The last quarter of 2013 showed real economic promise. National GDP was up 3.7% and job creation in Pittsburgh was estimated at 18,000 jobs for the year. That potential for loosening the market just didn’t kick in during 2014. Or at least it didn’t feel that way. The numbers mostly back up that disappointment, although they tell a mixed story.

Non-residential structures totaled $2.77 billion in 2014. That’s a mere $5 million below the $2.82 billion of 2013 but given the outlook coming into 2014, flat was disappointing. The residential market may appear way off the 2013 levels, falling over 24% year-over-year. But much of that decline is due to a 30% drop in multi-family starts to 2,572 units. That’s actually a pretty healthy year in Pittsburgh but the 2013 total of 3,838 dwarfs that number. It’s worth noting that the 2013 total was a 239% increase over 2012 and 2,572 units tops every other year going back to 1995 by at least 15%. More about the apartment market in a future post.

Total Pittsburgh MSA 2014 1,971 2,902 4,873
Total Pittsburgh MSA 2013 2,164 3,838 6,002
% Change -8.9% -24.4% -18.8%

There were over $900 million in non-residential starts in the 4th quarter of 2014. That’s a good start for backlogs. While the bid market isn’t racing out of the chute in the first 2 weeks of the year, more than $250 million has already been awarded or started already in 2015.

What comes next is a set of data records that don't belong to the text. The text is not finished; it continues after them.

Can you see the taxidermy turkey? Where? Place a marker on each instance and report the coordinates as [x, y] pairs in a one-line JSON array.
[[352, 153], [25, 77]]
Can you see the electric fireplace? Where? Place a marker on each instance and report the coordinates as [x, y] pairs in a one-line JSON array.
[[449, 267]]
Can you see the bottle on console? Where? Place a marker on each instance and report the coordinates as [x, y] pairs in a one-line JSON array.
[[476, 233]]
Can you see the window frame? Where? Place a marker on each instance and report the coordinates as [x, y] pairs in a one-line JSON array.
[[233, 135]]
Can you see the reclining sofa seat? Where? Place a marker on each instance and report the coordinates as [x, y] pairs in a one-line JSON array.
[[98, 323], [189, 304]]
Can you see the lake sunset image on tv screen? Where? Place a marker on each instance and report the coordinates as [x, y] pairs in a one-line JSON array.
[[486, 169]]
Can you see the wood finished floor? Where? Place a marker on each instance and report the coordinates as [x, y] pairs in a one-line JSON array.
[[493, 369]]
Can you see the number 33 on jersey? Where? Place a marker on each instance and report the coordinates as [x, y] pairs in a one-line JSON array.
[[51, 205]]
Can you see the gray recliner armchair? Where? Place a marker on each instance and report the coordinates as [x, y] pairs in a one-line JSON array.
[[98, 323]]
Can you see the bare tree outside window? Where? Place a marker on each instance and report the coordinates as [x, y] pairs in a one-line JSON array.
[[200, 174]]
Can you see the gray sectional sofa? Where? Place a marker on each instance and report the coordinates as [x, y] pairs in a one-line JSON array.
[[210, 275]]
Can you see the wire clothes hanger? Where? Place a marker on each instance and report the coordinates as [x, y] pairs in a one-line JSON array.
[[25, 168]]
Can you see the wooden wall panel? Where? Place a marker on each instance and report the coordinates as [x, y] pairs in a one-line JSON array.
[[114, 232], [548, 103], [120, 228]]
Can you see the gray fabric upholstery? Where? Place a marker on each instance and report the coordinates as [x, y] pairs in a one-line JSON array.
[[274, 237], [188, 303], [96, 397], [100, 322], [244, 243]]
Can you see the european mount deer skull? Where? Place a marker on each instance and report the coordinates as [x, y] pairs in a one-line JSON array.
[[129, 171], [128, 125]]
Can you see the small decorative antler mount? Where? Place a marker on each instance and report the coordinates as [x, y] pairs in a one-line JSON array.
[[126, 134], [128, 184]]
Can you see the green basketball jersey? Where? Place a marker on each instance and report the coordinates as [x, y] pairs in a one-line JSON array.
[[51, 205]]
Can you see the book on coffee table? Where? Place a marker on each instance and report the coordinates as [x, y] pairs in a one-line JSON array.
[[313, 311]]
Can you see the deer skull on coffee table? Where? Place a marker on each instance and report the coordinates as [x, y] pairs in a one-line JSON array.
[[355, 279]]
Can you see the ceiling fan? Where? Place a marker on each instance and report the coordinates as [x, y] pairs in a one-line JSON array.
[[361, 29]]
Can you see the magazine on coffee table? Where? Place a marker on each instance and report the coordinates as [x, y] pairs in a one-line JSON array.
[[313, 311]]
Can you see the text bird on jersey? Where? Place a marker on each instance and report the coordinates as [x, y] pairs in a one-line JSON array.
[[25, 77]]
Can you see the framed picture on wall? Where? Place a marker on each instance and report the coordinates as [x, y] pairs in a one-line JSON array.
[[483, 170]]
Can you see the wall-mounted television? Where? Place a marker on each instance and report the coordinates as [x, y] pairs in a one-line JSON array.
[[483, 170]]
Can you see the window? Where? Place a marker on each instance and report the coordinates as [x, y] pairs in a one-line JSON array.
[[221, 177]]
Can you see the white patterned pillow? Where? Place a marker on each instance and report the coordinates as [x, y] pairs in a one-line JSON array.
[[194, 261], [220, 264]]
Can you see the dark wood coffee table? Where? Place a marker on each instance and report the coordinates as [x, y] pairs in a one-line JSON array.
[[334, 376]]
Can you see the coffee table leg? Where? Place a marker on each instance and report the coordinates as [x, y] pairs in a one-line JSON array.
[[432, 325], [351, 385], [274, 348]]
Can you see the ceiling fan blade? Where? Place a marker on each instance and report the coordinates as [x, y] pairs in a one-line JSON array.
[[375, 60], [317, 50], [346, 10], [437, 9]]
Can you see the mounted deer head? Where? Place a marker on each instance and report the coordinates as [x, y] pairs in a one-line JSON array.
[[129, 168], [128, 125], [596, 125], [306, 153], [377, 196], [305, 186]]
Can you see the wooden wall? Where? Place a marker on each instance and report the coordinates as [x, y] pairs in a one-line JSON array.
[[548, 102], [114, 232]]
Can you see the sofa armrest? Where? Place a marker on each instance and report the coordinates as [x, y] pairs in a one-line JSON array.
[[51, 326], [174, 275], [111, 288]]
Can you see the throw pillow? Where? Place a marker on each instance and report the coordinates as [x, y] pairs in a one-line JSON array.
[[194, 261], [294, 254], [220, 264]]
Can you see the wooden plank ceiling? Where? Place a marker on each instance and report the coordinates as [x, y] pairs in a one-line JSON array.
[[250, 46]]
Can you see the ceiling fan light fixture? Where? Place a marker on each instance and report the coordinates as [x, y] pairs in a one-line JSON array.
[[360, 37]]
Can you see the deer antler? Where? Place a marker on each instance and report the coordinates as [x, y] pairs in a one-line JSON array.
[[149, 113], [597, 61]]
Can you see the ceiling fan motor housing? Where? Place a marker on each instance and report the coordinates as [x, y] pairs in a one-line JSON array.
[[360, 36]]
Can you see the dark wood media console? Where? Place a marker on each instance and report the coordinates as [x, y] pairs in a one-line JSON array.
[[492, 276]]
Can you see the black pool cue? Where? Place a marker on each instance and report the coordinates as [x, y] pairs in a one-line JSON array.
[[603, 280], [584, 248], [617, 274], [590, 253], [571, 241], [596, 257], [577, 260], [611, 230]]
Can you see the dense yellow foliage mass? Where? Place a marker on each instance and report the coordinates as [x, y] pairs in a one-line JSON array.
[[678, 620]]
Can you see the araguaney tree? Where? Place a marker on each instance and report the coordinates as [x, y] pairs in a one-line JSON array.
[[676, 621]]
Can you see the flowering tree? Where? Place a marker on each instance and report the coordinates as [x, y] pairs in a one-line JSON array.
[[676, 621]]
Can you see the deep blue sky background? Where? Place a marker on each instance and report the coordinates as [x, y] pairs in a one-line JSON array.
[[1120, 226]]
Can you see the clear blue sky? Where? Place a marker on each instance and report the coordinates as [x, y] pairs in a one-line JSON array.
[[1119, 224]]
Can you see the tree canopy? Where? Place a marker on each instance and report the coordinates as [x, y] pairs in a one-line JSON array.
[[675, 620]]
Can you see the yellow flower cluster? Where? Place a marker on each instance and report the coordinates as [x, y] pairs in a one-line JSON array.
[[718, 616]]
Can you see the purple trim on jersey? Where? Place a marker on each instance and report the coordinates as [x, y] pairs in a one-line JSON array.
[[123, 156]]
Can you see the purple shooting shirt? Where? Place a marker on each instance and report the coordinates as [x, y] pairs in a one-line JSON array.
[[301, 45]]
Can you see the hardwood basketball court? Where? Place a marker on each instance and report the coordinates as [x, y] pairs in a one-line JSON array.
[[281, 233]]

Last week NAIOP Pittsburgh presented PNC’s Gus Faucher talking about the economic outlook for 2015. Faucher was very upbeat, mostly because of the improved job market, lower gas prices and the lack of any economic headwinds from consumer or government de-leveraging. PNC is predicting GDP growth above 3%, even with the global economy tanking.  It’s worth pointing out that PNC’s Kurt Rankin was the one economist willing to say that he thought surprises in 2014 would be to the upside and he turned out to be very accurate in guessing what those upside numbers would be.

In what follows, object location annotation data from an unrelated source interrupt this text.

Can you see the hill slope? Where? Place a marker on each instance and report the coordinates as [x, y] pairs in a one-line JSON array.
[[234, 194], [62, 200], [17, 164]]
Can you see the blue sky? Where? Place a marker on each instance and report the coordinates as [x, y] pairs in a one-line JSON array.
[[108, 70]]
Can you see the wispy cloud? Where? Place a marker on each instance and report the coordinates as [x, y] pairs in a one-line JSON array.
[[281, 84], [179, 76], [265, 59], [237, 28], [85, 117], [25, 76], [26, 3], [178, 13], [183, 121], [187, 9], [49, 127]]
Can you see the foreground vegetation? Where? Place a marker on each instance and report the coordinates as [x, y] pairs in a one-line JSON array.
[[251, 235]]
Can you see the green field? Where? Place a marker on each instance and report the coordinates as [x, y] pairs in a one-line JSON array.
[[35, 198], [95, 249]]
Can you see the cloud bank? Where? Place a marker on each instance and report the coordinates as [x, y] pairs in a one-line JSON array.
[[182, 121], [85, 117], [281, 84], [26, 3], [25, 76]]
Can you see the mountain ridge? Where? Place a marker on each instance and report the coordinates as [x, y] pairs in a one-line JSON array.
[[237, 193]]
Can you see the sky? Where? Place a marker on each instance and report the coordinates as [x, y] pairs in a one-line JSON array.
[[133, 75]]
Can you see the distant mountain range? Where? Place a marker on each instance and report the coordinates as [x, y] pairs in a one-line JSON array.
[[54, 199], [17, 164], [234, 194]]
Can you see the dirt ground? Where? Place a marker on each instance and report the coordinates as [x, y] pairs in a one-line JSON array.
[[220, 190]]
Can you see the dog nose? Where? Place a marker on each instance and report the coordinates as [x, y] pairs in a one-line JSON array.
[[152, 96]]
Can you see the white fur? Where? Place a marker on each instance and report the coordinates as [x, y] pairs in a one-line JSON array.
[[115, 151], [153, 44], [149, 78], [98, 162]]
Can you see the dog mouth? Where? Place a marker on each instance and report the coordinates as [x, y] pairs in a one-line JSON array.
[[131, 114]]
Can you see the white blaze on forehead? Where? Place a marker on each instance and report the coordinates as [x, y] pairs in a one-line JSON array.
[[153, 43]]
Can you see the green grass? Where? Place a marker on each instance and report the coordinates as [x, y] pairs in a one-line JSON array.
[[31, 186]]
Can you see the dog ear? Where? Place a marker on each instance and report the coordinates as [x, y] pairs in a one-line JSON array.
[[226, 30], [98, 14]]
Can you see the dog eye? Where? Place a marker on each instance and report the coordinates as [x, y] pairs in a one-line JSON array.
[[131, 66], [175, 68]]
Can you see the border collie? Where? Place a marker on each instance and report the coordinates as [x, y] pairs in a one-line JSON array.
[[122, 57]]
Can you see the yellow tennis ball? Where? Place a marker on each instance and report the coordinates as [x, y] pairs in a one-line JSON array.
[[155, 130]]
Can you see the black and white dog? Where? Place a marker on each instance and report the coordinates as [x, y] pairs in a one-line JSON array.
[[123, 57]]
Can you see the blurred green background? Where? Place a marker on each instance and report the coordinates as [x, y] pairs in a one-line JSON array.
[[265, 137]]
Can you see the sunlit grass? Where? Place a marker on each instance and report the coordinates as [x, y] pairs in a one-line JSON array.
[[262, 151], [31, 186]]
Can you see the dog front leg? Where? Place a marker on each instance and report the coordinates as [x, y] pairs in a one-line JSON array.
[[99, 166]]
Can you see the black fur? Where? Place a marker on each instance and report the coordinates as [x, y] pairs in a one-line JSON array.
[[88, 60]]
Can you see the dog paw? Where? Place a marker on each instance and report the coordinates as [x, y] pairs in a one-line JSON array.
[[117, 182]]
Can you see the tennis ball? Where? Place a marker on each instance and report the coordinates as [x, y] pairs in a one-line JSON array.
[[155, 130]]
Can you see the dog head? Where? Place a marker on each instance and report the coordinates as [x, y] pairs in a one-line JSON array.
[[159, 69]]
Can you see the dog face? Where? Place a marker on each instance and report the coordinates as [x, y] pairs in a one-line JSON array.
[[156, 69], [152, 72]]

Business wasn’t as bad in 2014 as it felt. One of the tougher tasks of business is separating emotion from reality and that cuts both ways of course. My forecast for 2015 is that it will be a breakout year. That doesn’t mean gangbusters necessarily. I think too much Pittsburgh business is tied up in global business for the Pittsburgh economy to not be impacted a little by the world’s problems. But I do think that 2015 will be the year that we see the long-term optimism about Pittsburgh and its maturing technology and energy industries translate into bricks and mortar.